When the key signal occurs, a video source switches a synchronized (genlocked) background video signal to the output. Thus, where the key level in the foreground is not detected, the foreground is output, while where the key color is detected, the background signal is output. This technology is well established, and many variations and modifications exist. U.S. Pat. No. 4,200,890 and 4,409,618 relate to digital video effects systems employing a chroma key tracking technique. U.S. Pat. No. 4,319,266 relates to a chroma keying system. U.S. Pat. No. 5,251,016 relates to a chroma keyer with secondary hue selector for reduced artifacts. U.S. Pat. No. 5,313,275 relates to a chroma processor including a look-up table or memory, permitting chroma key operation. U.S. Pat. No. 5,398,075 relates to the use of analog chroma key technology in a computer graphics environment. U.S. Pat. No. 5,469,536 relates to an image editing system including masking capability, which employs a computerized hue analysis of the image to separate a foreground object from the background.
Computer generated graphics are well known, as are live video windows within computer graphics screens. U.S. Pat. No. 3,899,848 relates to the use of a chroma key system for generating animated graphics. U.S. Pat. No. 5.384,912 relates to a computer animated graphics system employing a chroma key superposition technique. U.S. Pat. No. 5,345,313 relates to an image editing system for taking a background and inserting part of an image therein, relying on image analysis of the foreground image. U.S. Pat. No. 5,394,517 relates to a virtual reality, integrated real and virtual environment display system employing chroma key technology to merge the two environments.
A number of spatial position sensor types are known. These include electromagnetic, acoustic, infrared, optical, gyroscopic, accelerometer, electromechanical, and other types. In particular, systems are available from Polhemus and Ascension which accurately measure position and orientation over large areas, using electromagnetic fields.
Rangefinder systems are known, which allow the determination of a distance to an object. Known systems include optical focus zone, optical parallax, infrared, and acoustic methods. Also known are non-contact depth mapping systems which determine a depth profile of an object without physical contact with a surface of the object.
U.S. Pat. No. 5,521,373 relates to a position tracking system having a position sensitive radiation detector. U.S. Pat. No. 4,988,981 relates to a glove-type computer input device. U.S. Pat. No. 5,227,985 relates to a computer vision system for position monitoring in three dimensions using non-coplanar light sources attached to a monitored object. U.S. Pat. No. 5,423,554 relates to a virtual reality game method and apparatus employing image chroma analysis for tracking a colored glove as an input to a computer system.
U.S. Pat. No. 5,502,482 relates to a system for deriving a studio camera position and motion from the camera image by image analysis. U.S. Pat. No. 5,513,129 relates to a method and system for controlling a computer-generated virtual environment with audio signals.
SUMMARY OF THE INVENTION
The present invention employs a live video source, a background image source, a mask region generator and an overlay device which merges the foreground with the background image based on the output of the mask region generator. Two classes of mask region generators are provided; first, an “in-band” system is provided which acquires the necessary mask region boundaries based on the foreground image acquisition system, and second an “out-of-band” system which provides a separate sensory input to determine the mask region boundary.

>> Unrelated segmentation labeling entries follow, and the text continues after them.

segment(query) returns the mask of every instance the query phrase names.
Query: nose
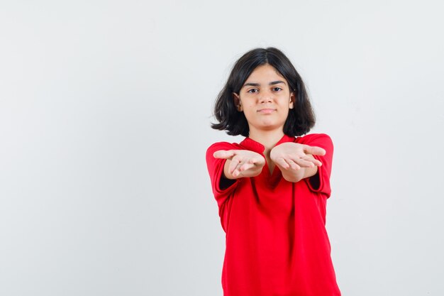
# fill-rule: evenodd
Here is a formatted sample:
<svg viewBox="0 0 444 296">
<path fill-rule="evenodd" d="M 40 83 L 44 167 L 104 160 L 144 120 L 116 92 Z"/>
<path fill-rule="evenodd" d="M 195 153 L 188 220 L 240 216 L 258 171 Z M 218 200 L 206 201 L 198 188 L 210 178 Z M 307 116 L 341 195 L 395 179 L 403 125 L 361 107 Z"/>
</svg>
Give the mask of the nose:
<svg viewBox="0 0 444 296">
<path fill-rule="evenodd" d="M 271 92 L 261 92 L 259 96 L 260 104 L 270 103 L 273 99 L 273 94 Z"/>
</svg>

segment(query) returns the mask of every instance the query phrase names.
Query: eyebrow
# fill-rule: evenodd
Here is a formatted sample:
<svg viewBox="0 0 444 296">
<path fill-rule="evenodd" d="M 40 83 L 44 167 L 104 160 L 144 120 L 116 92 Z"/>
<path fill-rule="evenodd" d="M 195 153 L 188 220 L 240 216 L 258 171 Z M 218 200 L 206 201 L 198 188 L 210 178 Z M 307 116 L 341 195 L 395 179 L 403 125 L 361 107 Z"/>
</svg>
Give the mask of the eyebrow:
<svg viewBox="0 0 444 296">
<path fill-rule="evenodd" d="M 286 84 L 285 82 L 284 82 L 282 80 L 276 80 L 276 81 L 272 81 L 271 82 L 270 82 L 268 84 L 268 85 L 279 84 L 279 83 L 283 83 L 283 84 Z M 253 83 L 253 82 L 247 82 L 245 84 L 243 84 L 243 86 L 244 87 L 247 87 L 247 86 L 260 87 L 260 83 Z"/>
</svg>

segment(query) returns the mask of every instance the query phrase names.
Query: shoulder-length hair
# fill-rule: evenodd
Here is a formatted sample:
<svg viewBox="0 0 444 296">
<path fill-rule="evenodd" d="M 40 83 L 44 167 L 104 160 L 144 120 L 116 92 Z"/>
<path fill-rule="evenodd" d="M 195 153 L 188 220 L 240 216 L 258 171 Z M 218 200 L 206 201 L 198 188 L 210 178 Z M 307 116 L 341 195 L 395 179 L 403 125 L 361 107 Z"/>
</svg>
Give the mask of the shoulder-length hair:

A preferred embodiment of the “in-band” system is a rangefinder system which operates through the video camera system, to distinguish the foreground object in the live video source from its native background based on differences in distance from the camera lens. Thus, rather than relying on an analysis of the image per se to extract the foreground object, this preferred embodiment of the system defines the boundary of the object through its focal plane or parallax.
A preferred embodiment of the “out-of-band” system includes an absolute position and orientation sensor physically associated with the foreground object with a predetermined relationship of the sensor to the desired portion of the foreground object. Thus, where the foreground object is a person, the sensor may be an electromagnetic position sensor mounted centrally on top of the head with the mask region defined by an oval boundary below and in front of the position and orientation sensor.

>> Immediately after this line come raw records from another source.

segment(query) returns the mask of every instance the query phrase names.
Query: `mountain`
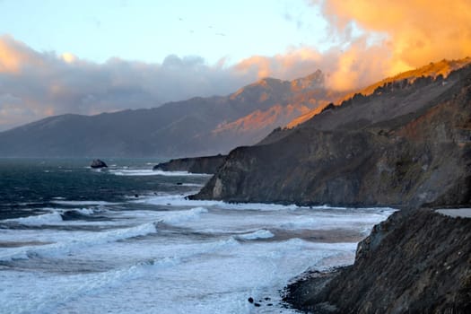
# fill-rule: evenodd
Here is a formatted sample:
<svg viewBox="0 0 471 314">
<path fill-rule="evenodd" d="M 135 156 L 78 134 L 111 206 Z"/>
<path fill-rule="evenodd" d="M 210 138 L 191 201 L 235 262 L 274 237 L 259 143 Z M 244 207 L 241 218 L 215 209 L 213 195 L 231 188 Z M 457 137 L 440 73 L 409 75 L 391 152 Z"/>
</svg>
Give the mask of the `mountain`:
<svg viewBox="0 0 471 314">
<path fill-rule="evenodd" d="M 370 96 L 373 93 L 380 94 L 382 92 L 383 86 L 388 86 L 393 83 L 398 84 L 401 82 L 405 83 L 407 82 L 407 83 L 412 83 L 414 81 L 423 78 L 423 77 L 432 77 L 433 79 L 436 79 L 437 77 L 447 77 L 452 71 L 456 71 L 458 69 L 462 68 L 463 66 L 467 65 L 471 63 L 471 57 L 466 57 L 464 59 L 459 60 L 446 60 L 443 59 L 440 62 L 431 62 L 429 65 L 400 73 L 395 76 L 388 77 L 384 80 L 381 80 L 379 82 L 377 82 L 370 86 L 367 86 L 363 88 L 362 90 L 355 92 L 348 92 L 342 100 L 339 101 L 339 105 L 341 105 L 342 101 L 348 101 L 350 99 L 355 96 L 355 94 L 360 97 L 362 96 Z M 320 113 L 320 111 L 323 109 L 323 107 L 319 106 L 316 109 L 313 109 L 312 110 L 310 110 L 306 112 L 305 114 L 297 117 L 293 120 L 292 120 L 290 123 L 288 123 L 287 127 L 294 127 L 312 117 L 318 115 Z"/>
<path fill-rule="evenodd" d="M 395 213 L 359 243 L 354 265 L 306 275 L 285 301 L 310 313 L 470 313 L 471 219 L 441 213 Z"/>
<path fill-rule="evenodd" d="M 295 117 L 344 94 L 320 71 L 293 81 L 265 78 L 226 97 L 193 98 L 151 109 L 62 115 L 0 133 L 0 156 L 174 157 L 253 144 Z"/>
<path fill-rule="evenodd" d="M 471 204 L 471 65 L 387 82 L 231 152 L 196 199 Z"/>
</svg>

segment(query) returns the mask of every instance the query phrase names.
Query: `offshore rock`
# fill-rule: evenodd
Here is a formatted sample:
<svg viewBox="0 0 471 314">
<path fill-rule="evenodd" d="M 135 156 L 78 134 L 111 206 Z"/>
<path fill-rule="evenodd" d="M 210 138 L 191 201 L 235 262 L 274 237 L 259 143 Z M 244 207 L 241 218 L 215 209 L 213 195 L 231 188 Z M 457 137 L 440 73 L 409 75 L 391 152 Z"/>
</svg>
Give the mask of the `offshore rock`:
<svg viewBox="0 0 471 314">
<path fill-rule="evenodd" d="M 95 159 L 93 160 L 93 161 L 92 161 L 92 164 L 90 165 L 90 167 L 92 168 L 107 168 L 108 165 L 105 163 L 105 161 L 100 160 L 100 159 Z"/>
<path fill-rule="evenodd" d="M 470 240 L 469 218 L 397 212 L 359 243 L 353 266 L 289 285 L 285 301 L 314 313 L 470 313 Z"/>
<path fill-rule="evenodd" d="M 159 163 L 153 170 L 214 174 L 224 162 L 226 157 L 227 155 L 219 154 L 207 157 L 172 159 L 170 161 Z"/>
</svg>

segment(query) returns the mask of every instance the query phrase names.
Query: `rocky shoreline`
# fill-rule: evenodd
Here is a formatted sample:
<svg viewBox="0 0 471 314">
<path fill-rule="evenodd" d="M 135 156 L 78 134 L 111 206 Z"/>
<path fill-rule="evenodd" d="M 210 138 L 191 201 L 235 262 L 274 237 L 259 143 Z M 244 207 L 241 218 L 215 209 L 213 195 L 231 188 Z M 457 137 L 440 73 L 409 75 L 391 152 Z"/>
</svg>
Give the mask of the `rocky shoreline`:
<svg viewBox="0 0 471 314">
<path fill-rule="evenodd" d="M 399 211 L 358 244 L 355 262 L 306 274 L 284 301 L 310 313 L 470 313 L 471 219 Z"/>
</svg>

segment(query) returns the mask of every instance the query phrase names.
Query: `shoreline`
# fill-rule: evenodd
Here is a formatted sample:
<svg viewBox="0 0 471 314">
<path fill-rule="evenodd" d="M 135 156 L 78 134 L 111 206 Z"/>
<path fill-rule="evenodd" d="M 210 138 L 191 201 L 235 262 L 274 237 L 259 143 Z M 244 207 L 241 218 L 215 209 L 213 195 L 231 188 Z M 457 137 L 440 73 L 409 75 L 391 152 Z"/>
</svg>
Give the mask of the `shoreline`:
<svg viewBox="0 0 471 314">
<path fill-rule="evenodd" d="M 292 308 L 327 313 L 469 313 L 471 219 L 398 211 L 359 242 L 353 265 L 306 272 L 284 288 Z"/>
</svg>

In a preferred embodiment, the foreground image is a portrait of a person, while the background image is a computer generated image of a figure. A position sensor tracks a head position in the portrait, which is used to estimate a facial area. The image of the facial area is then merged in an anatomically appropriate fashion with the background figure.

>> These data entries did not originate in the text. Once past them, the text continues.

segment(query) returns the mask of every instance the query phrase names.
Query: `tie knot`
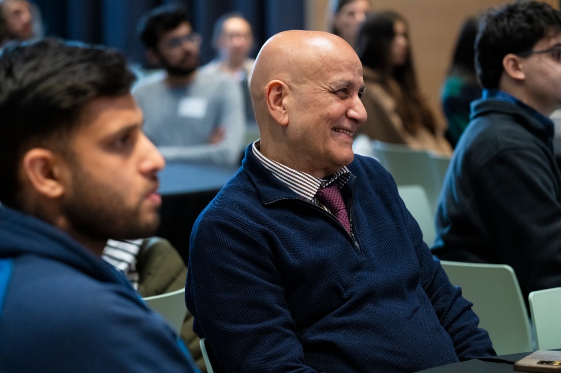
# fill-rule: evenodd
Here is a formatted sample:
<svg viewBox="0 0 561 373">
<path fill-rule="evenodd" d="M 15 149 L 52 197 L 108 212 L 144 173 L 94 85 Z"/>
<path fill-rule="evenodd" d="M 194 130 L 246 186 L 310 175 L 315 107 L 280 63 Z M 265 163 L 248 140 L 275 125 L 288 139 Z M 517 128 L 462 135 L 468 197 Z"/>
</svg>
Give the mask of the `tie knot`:
<svg viewBox="0 0 561 373">
<path fill-rule="evenodd" d="M 347 215 L 345 202 L 341 196 L 341 191 L 337 185 L 333 183 L 329 186 L 318 189 L 316 192 L 316 197 L 335 215 L 347 232 L 350 233 L 351 225 Z"/>
</svg>

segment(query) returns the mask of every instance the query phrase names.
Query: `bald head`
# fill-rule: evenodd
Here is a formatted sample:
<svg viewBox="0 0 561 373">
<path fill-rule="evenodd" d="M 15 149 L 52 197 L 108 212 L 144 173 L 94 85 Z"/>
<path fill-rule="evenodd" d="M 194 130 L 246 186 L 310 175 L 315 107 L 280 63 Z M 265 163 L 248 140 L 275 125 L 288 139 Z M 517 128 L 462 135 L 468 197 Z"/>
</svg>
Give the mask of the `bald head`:
<svg viewBox="0 0 561 373">
<path fill-rule="evenodd" d="M 266 111 L 264 88 L 270 81 L 298 84 L 320 70 L 330 58 L 347 54 L 356 56 L 346 42 L 329 33 L 292 30 L 273 35 L 259 51 L 250 78 L 256 113 Z"/>
<path fill-rule="evenodd" d="M 269 39 L 250 80 L 260 151 L 323 177 L 352 161 L 352 136 L 366 119 L 362 66 L 332 34 L 291 30 Z"/>
</svg>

The background image is, for example, an animated “character”, with a masked facial portion. The live video signal in this case includes, as the foreground image, a face, with the face generally having a defined spatial relation to the position sensor. The masked region of the character is generated, based on the output of the position sensor in an appropriate position, so that the face may be superimposed within the masked region. As seen in the resulting composite video image, the live image of the face is presented within a mask of an animated character, presenting a suitable foundation for a consumer entertainment system. The mask may obscure portions of the face, as desired. Manual inputs or secondary position sensors for the arms or legs of the individual may be used as further control inputs, allowing the user to both control the computer generated animation and to become a part of the resultant image. This system may therefore be incorporated into larger virtual reality systems to allow an increased level of interaction, while minimizing the need for specialized environments.
In practice, it is generally desired to mask a margin of the face so that no portion of the background appears in a composite image. Thus, the actual video background is completely obscured and irrelevant. In order to produce an aesthetically pleasing and natural appearing result, the region around the face is preferably provided with an image which appears as a mask. Thus, the background image may appear as a masked character, with the foreground image as a video image of a face within the mask region. The mask region may be independent of the video image data, or developed based on an image processing algorithm of the video image data. In the later case, where processing latencies are substantial, the composite output may be initially provided as a video image data independent mask which is modified over time, when the image is relatively static, for greater correspondence with the actual image. Thus, such a progressive rendering system will allow operation on platforms having various available processing power for image processing, while yielding acceptable results on systems having a low amount of available processing power.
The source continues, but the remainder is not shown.